La restauration de « La Baie des Anges » de Jacques Demy (1962)

Hervé Pichard - 25 novembre 2014

La Cinémathèque française et Ciné-Tamaris ont restauré et numérisé La Baie des Anges de Jacques Demy avec le soutien du Fonds culturel franco-américain, des Archives audiovisuelles de Monaco, de la SOGEDA et la participation de Kodak.

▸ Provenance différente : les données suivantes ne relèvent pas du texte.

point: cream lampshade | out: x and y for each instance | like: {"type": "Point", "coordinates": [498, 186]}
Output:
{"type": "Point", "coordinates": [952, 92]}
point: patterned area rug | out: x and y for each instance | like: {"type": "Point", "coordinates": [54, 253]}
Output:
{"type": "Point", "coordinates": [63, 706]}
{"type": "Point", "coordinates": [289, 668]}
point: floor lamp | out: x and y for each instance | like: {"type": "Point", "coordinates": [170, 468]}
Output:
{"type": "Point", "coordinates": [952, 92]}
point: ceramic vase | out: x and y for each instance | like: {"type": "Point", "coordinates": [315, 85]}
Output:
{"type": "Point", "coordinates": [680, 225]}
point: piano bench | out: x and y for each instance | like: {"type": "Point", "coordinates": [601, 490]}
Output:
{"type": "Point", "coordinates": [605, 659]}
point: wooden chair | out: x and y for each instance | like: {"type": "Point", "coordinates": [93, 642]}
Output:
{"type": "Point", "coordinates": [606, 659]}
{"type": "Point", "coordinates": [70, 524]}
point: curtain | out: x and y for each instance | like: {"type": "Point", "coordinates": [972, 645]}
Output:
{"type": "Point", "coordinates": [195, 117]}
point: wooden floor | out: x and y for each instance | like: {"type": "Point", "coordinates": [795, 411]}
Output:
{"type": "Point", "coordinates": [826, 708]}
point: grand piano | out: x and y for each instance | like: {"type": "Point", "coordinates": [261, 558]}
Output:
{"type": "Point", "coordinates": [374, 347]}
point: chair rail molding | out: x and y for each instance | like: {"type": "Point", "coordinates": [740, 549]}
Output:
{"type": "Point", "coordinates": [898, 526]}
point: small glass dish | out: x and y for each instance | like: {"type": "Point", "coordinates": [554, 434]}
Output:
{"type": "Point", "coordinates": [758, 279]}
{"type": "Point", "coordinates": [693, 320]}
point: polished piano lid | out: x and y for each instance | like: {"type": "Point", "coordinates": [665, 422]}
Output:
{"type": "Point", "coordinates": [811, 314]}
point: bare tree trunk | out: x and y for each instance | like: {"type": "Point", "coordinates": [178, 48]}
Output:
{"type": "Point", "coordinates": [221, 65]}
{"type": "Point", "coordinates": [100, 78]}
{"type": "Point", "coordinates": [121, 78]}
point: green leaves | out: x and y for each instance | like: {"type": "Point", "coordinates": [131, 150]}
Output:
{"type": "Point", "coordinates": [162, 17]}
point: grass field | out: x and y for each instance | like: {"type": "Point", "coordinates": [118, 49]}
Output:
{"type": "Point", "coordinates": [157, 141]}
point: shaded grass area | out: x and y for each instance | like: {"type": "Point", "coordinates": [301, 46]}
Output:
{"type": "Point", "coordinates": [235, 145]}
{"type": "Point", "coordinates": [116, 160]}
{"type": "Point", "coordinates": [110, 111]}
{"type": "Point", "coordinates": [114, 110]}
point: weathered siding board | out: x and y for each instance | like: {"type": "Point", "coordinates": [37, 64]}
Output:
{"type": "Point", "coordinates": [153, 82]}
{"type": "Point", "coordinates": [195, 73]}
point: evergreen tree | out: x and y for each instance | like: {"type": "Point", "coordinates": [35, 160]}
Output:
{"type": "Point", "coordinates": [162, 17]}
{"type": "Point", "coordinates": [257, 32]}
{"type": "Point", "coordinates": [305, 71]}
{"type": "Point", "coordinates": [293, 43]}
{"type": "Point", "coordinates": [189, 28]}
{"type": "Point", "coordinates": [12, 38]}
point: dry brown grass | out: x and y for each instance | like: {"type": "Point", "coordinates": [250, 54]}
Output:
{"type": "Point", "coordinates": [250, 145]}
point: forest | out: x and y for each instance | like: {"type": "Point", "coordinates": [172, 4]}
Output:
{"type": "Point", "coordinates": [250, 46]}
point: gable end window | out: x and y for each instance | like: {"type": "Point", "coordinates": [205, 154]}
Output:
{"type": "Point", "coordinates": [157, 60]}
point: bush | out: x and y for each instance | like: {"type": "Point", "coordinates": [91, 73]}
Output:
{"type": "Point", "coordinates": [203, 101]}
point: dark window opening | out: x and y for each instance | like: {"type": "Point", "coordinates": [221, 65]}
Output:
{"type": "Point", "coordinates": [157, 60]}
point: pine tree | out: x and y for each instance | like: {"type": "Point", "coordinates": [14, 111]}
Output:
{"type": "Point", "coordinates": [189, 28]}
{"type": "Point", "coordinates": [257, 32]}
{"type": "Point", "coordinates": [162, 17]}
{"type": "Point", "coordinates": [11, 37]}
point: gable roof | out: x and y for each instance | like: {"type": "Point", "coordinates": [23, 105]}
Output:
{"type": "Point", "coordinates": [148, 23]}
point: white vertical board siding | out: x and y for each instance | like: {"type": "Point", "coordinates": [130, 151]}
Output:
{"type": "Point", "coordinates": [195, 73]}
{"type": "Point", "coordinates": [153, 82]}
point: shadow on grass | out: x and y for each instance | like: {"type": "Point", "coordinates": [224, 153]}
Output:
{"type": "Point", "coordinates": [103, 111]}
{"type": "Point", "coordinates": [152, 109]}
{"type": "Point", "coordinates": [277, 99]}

La Baie des Anges est certainement l'œuvre la plus discrète des premiers longs métrages de Jacques Demy. Elle est réalisée entre Lola, qui révéla le cinéaste, un style nouveau et une musicalité que l'on retrouvera tout au long de ses films, et Les Parapluies de Cherbourg qui éblouit entre autres par ses couleurs flamboyantes et ses chansons ininterrompues. Ces deux films célèbres ont certainement estompé le souvenir de la beauté et de la simplicité de La Baie des Anges. Cette restauration est donc l'occasion de redécouvrir les qualités et la singularité d'une œuvre inspirée à la fois par la sobriété des films de Robert Bresson et par la confusion des sentiments, le hasard des rencontres amoureuses des films de Max Ophuls.

Redécouvir La Baie des Anges apparaît indispensable pour apprécier l'œuvre globale de Jacques Demy. Plus que tout autre réalisateur, Demy s'apprécie en regardant l'ensemble de ses films car ils se construisent et se font écho les uns par rapport aux autres.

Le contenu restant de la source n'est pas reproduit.